Another thing he cited was the support of his family. It made me think he was a ‘golden boy’. Even when he set fire to his curtains by accident, he fibbed about it , pretending it was an accident and his dad forgave him. His dad bought him his guitar when he was about 14, and his parents supported him on tour in the early days as managers of sorts. At this point I recalled my parents picking me up from my band’s gig when I was a teenager, they sat at the back for the last song with their fingers in their ears. My dad reluctantly bought me a guitar for my 18th birthday after I badgered him consitantly. At that time I knew no girls or women whatsoever with guitars. How different today with Fender reporting that 50% of new guitars are sold to women! One of the questions aimed at Numan was, if his house was on fire, what 1 item would he save, he answered his 1st guitar. That guitar still appears on his recordings and performances. Mine too! You just can’t underestimate the importance of that first instrument – its like a ticket to another realm.
He talked about family a lot. He adores his wife Gemma and she is instrumental in his success, without her he couldn’t do it he said. One of his 3 daughters sings in his band! (as do mine!) and he is helping her make an album this year.
He said something about how he “loved machines because they never [deliberately] let you down”. Having suffered a Mac dying and a hacking incident last year I am not sure I agree with him on that one. But machines are fascinating and enthralling – I will give him that. Along with every other tech nerd I know, I find that machines are satisfying. You can build a synth or a radio ad its finite, much harder to get to that point with a song.
It’s hard for us fans to imagine an idol ever retiring. But Numan estimated that he had 2 more albums and tours in him. He said something along the lines of ‘a 70yr old leaping around on stage is just ridiculous.’ But look at the Rolling Stones… Being an older musician myself, I don’t like hearing about age barriers. He also implied he would consider cosmetic surgery to preserve his looks when he is older – please no Gary, none of us care about that. Perhaps that’s a bit of LA culture rubbing off on him. The whole audience there enjoy his warm and genuine personality, and his genuine music! Perhaps that’s something to do with the Aspergers, you can tell he is speaking out directly (and very eloquently) with no airs and graces. He could put his foot in it at minute, but he speaks from the heart.

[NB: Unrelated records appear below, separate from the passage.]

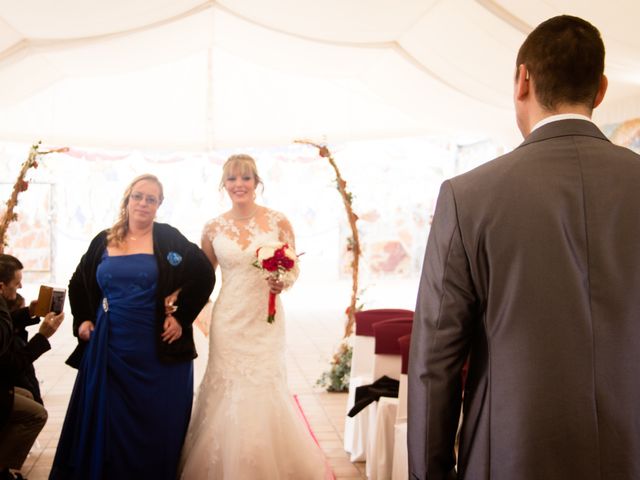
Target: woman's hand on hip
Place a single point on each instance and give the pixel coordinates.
(172, 329)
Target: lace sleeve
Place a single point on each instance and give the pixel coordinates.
(209, 232)
(285, 234)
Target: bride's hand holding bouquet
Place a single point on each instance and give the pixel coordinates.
(277, 261)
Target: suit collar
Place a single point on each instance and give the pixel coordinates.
(564, 128)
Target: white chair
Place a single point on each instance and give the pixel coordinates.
(400, 460)
(356, 429)
(388, 361)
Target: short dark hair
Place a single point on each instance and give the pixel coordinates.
(8, 266)
(565, 58)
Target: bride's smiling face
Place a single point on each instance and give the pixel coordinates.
(240, 186)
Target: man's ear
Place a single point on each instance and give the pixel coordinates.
(602, 89)
(522, 82)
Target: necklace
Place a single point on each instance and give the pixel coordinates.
(135, 239)
(245, 217)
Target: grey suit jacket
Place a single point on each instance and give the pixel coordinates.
(532, 270)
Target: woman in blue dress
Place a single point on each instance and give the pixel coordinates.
(133, 296)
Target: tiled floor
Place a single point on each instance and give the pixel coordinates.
(315, 325)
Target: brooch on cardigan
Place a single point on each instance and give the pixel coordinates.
(174, 258)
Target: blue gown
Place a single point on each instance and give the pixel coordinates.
(128, 413)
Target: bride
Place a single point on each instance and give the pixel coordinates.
(245, 424)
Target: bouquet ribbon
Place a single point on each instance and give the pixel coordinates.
(272, 308)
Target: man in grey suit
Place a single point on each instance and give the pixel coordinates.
(532, 273)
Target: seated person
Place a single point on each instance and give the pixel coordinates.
(21, 418)
(22, 318)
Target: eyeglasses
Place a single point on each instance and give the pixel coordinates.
(139, 197)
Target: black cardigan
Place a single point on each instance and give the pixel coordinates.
(181, 264)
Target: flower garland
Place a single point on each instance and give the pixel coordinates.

He spoke about being on anti-depressants for a period of time which numbed him, his wife labelled it as his “Benny Hill” period. He described how the highs and lows were reduced by the drugs, and while people were trying to have a serious conversation with him, he was just thinking about kittens. He weaned himself off, and came back to a place where he could write music about that dark period. I can really imagine those highs and lows returning and inspiring his recent albums. I hate to say it, but as writers it helps to go through that shit so we can express passionately to others.